Не менее ярка характеристика, данная С. Г. Кара-Мурзой Адарюкову как личности: «В. Я. Адарюков, бывший помещик… бывший варшавский гусар, искусствовед, библиограф и музейный деятель, был типичным петербуржцем… С первого же дня нашего знакомства у нас с Владимиром Яковлевичем установились самые теплые, дружественные отношения, ничем не омраченные до самой его смерти… Некоторыми чертами своей личной жизни и обстоятельствами биографии Адарюков импонировал мне. Прежде всего — он был в родстве с Марией Башкирцевой, имя, которое для меня полно особого очарования еще с тех пор, как я впервые прочел ее чудесный Дневник и особенно переписку с Мопассаном, а позднее любовался ее пейзажами в Люксембургском музее в Париже.

Затем — как офицер Гродненского гусарского полка Владимир Яковлевич был не только знаком, но даже несколько увивался за знаменитой польской актрисой Марией Висновской, впоследствии убитой корнетом Бартеневым. Личность Висновской, о которой впоследствии писал Бунин в рассказе „Дело корнета Елагина“, давно меня интересовала, — и поэтому в моих глазах какой-то романтический отблеск падал на Адарюкова от Марии Висновской».

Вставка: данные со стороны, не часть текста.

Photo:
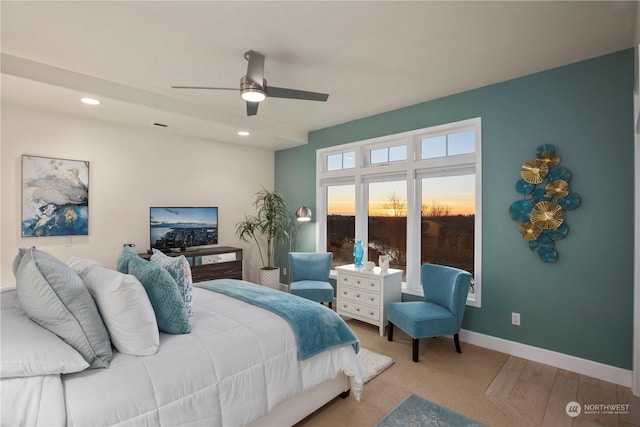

В прошлом блестящий адвокат, С. Г. Кара-Мурза, по отзывам близко знавших его людей, был обаятельной, интересной личностью, обладал феноменальной памятью, действительно был в дружеских отношениях с В. Я. Адарюковым и многое, хотя и с неизбежными ошибками памяти, рассказывал со слов своего собеседника. Вероятно, и то, что мы приведем сейчас из неизданной работы Кара-Мурзы, он слышал непосредственно от Адарюкова:

«Встретившись однажды с Львом Николаевичем Толстым Владимир Яковлевич вел с ним беседу на французском языке, а когда в 1913 году в Петербург приехал Анатоль Франс, Адарюков устроил в честь знаменитого гостя прием и дал ему завтрак в своей квартике… Он был настоящий джентльмен, в лучшем смысле слова, чуждый зависти и недоброжелательства, ни о ком не отзывался дурно, никогда не злословил».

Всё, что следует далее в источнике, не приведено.